When Janeway approves the transwarp test flight, she mentions Tom Paris joining and elite group of pilots. Orville Wright, Neil Armstrong and Zefram Cochran. They failed to mention two pilots of merit - Charles A. Lindbergh (the first to fly across the Atlantic Ocean) and Chuck Yeager (the first to break the Sound Barrier).

Revealing mistakes

At one point during his mutation, Tom removes his tongue, impairing his speech as a result; yet, when he asks the Doctor later to release him from sickbay, he clearly says "please." Without a tongue, he wouldn't be able to produce an 'L'. Also, his tongue can actually be seen on several occasions during that scene.
When the mutated Paris carries unconscious Captain Janeway and gently puts her down, the Captain holds her head steady, instead of having it hang down, as it does for an truly unconscious person.
When Tom tries to attack Janeway in Sick Bay she knows that there's a force field in place but yet she can be seen moving back as if she thinks the actor Robert McNeil is going to actually hurt her.

Miscellaneous

The transmitter used by Jonas to talk to the Kazon is the same prop as the neurotransmitter link used in the episode "Unity."

Plot holes

B'Elanna, Tom and Harry struggle to figure out why the computer simulation of reaching warp 10 causes the nacelles to tear off the shuttle, yet if the computer programming predicts this, the computer would be able to tell the crew why. It couldn't be a mystery.
Tom's mutation into an amphibian or reptilian creature starts off with an allergic reaction to water. It would be interesting to know how a water-resident creature can survive with a water allergy.

Character error

When Tom makes his first Warp 10 test flight in the shuttle, Tuvok announces his speed as Warp 9.9. He then states that the shuttle is exceeding Voyager's maximum speed; however, in the first episode of the series, Lt. Stadi establishes that Voyager has a maximum sustainable speed of Warp 9.975; therefore, at Warp 9.9, Voyager could easily keep up with Tom and the shuttle.
When Tom collapses in the mess hall, Torres calls Sickbay for a medical team. There are no medical teams on Voyager. The medical staff consists of the Doctor and Kes, who, since she does not appear until Paris' mutation has progressed considerably, presumably is not on duty at the time.
Chakotay makes the decision to leave Paris and Janeway's amphibious offspring on the alien world.
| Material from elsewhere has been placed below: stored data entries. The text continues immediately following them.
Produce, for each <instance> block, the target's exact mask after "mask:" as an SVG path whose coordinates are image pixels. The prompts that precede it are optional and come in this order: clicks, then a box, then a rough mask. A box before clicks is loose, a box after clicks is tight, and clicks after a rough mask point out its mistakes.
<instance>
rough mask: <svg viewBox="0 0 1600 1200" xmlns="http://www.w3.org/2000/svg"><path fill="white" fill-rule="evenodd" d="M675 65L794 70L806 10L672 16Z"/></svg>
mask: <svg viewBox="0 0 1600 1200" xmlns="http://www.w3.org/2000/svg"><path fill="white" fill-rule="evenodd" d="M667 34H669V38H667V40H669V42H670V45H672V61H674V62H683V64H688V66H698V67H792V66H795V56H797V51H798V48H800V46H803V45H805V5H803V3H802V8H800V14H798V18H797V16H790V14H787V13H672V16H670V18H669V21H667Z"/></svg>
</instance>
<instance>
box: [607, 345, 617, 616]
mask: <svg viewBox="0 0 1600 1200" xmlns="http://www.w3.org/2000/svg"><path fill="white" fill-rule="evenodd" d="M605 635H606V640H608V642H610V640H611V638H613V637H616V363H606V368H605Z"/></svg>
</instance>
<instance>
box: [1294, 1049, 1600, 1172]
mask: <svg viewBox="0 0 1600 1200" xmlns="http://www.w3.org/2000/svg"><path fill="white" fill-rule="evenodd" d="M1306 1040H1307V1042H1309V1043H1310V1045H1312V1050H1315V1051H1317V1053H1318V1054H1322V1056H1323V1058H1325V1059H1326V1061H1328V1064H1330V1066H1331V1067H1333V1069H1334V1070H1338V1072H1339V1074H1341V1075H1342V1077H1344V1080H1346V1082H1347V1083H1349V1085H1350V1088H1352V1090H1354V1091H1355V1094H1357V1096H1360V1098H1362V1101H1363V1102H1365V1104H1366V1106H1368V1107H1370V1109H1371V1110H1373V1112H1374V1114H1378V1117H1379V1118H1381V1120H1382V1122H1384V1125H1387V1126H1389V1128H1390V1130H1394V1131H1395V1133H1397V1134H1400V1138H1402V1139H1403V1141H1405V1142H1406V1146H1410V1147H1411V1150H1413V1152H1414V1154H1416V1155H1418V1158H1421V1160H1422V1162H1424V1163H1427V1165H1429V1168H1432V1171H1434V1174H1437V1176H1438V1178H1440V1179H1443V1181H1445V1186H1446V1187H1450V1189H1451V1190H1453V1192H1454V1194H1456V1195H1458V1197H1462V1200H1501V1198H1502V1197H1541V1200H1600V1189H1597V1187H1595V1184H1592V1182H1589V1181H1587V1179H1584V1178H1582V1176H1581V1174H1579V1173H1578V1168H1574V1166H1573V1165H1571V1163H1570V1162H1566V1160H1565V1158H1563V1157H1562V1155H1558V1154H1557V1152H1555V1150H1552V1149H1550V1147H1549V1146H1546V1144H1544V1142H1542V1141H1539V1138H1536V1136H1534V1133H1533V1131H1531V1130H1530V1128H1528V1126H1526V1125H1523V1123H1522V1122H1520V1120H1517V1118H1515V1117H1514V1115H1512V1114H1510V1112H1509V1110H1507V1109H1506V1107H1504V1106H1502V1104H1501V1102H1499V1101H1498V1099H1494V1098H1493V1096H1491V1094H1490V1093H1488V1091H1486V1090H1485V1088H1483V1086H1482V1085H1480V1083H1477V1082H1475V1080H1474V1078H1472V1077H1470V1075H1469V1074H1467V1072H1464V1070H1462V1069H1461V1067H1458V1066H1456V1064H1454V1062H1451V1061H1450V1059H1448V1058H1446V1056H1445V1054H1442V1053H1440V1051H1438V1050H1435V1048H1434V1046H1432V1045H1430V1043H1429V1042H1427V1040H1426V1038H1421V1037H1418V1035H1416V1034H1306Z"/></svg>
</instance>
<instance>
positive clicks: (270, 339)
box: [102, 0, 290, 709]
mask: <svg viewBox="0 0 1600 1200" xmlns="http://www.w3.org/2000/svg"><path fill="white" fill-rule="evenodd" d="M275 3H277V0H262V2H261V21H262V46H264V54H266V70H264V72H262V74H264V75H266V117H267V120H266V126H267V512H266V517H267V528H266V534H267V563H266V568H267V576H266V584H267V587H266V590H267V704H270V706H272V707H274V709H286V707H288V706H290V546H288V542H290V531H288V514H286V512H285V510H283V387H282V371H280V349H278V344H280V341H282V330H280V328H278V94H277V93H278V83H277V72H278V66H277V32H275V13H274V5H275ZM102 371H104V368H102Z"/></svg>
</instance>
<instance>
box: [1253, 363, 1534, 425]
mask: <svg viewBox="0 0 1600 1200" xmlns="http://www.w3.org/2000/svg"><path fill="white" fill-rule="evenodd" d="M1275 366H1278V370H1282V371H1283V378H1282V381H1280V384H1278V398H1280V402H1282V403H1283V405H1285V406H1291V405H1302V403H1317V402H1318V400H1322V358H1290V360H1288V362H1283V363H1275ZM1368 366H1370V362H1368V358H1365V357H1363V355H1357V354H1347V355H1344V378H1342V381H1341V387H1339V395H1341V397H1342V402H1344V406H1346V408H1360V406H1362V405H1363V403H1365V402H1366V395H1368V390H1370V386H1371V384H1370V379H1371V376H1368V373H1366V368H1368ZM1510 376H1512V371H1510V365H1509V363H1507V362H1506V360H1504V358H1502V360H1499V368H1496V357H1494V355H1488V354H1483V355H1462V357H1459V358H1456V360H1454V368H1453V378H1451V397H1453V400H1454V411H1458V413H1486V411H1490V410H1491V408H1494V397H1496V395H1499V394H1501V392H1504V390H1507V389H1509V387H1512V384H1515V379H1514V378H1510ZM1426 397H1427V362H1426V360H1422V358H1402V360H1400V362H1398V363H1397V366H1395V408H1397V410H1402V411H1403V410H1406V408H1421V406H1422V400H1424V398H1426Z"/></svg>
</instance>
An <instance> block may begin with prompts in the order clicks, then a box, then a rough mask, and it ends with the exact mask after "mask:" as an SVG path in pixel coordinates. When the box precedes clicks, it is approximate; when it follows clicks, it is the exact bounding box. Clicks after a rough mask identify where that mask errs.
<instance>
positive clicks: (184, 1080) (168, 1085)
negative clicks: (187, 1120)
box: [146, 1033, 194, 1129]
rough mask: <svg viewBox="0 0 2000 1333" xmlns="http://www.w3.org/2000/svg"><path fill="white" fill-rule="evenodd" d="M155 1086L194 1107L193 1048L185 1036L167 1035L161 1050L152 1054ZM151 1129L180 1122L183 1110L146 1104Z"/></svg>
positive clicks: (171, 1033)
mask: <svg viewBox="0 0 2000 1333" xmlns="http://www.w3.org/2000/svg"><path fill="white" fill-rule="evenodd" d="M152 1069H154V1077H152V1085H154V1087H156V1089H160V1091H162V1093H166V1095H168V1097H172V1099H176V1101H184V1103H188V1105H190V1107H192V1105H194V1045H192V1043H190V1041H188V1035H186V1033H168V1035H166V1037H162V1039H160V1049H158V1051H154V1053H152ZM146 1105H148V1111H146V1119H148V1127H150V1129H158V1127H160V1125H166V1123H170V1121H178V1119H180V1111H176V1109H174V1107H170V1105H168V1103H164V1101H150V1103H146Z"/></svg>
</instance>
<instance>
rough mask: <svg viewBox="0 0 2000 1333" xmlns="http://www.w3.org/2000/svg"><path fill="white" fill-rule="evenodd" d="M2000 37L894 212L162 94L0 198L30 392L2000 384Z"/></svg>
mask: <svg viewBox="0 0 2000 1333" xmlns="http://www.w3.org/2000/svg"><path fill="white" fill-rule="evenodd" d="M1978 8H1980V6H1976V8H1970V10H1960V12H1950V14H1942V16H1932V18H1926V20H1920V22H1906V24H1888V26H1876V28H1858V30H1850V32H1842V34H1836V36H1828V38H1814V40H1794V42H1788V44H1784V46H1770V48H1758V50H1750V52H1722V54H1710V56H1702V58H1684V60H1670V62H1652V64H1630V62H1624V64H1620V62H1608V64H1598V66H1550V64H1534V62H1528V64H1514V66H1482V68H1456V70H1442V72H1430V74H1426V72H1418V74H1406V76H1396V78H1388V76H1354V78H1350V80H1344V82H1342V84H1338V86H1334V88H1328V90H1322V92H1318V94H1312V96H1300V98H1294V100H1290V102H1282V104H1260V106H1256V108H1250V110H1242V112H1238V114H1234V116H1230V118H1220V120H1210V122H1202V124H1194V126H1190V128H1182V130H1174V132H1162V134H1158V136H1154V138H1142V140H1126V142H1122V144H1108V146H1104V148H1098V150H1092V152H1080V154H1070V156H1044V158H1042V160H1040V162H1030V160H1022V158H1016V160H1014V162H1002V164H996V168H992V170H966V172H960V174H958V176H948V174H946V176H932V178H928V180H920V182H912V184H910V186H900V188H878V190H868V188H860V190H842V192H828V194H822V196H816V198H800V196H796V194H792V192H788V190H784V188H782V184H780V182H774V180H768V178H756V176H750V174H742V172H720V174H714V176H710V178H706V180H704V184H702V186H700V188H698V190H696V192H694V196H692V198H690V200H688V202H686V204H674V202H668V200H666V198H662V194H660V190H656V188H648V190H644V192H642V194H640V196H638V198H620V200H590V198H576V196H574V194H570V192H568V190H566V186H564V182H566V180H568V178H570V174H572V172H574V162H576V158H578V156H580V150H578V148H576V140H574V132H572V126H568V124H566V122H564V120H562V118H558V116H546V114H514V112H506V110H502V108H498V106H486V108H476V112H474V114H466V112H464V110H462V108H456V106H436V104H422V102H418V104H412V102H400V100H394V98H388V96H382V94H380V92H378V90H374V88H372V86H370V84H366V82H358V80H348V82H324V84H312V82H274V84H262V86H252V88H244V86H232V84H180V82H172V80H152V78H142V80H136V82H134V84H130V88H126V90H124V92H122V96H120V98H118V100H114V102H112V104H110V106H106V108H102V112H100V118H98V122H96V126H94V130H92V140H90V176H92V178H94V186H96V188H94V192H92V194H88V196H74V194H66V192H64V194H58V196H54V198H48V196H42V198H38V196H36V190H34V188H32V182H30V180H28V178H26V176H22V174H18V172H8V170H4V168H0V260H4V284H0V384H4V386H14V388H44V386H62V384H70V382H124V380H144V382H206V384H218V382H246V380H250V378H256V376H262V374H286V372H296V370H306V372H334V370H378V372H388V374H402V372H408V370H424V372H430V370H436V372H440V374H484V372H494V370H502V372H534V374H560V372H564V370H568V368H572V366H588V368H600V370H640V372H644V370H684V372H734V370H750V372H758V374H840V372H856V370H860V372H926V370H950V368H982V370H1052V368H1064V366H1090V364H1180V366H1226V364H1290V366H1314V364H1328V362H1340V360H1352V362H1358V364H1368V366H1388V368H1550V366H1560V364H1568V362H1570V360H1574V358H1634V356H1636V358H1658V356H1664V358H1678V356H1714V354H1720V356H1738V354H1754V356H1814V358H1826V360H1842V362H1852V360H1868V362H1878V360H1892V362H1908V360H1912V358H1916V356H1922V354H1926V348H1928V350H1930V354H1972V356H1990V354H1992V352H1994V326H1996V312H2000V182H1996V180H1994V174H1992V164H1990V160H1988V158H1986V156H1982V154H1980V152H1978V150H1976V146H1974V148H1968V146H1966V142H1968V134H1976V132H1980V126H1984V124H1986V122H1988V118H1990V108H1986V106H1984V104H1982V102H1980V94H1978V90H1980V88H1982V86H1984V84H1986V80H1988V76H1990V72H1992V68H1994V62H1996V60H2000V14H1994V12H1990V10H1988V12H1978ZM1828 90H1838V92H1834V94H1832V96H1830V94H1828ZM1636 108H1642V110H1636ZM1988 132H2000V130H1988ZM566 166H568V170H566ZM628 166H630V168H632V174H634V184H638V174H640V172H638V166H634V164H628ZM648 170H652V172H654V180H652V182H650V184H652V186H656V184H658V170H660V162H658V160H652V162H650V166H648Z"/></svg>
Many life forms, especially humans, are very helpless in their early development and dependent on their parents for protection and nourishment. Chakotay may very well have been condemning those children to death by leaving them behind. Federation ethos would seem to say that if one creates life, one has a duty of care to that life.
Tom Paris refers to the babies he and Janeway had as "alien offspring." The offspring are not alien, but an advanced form of human.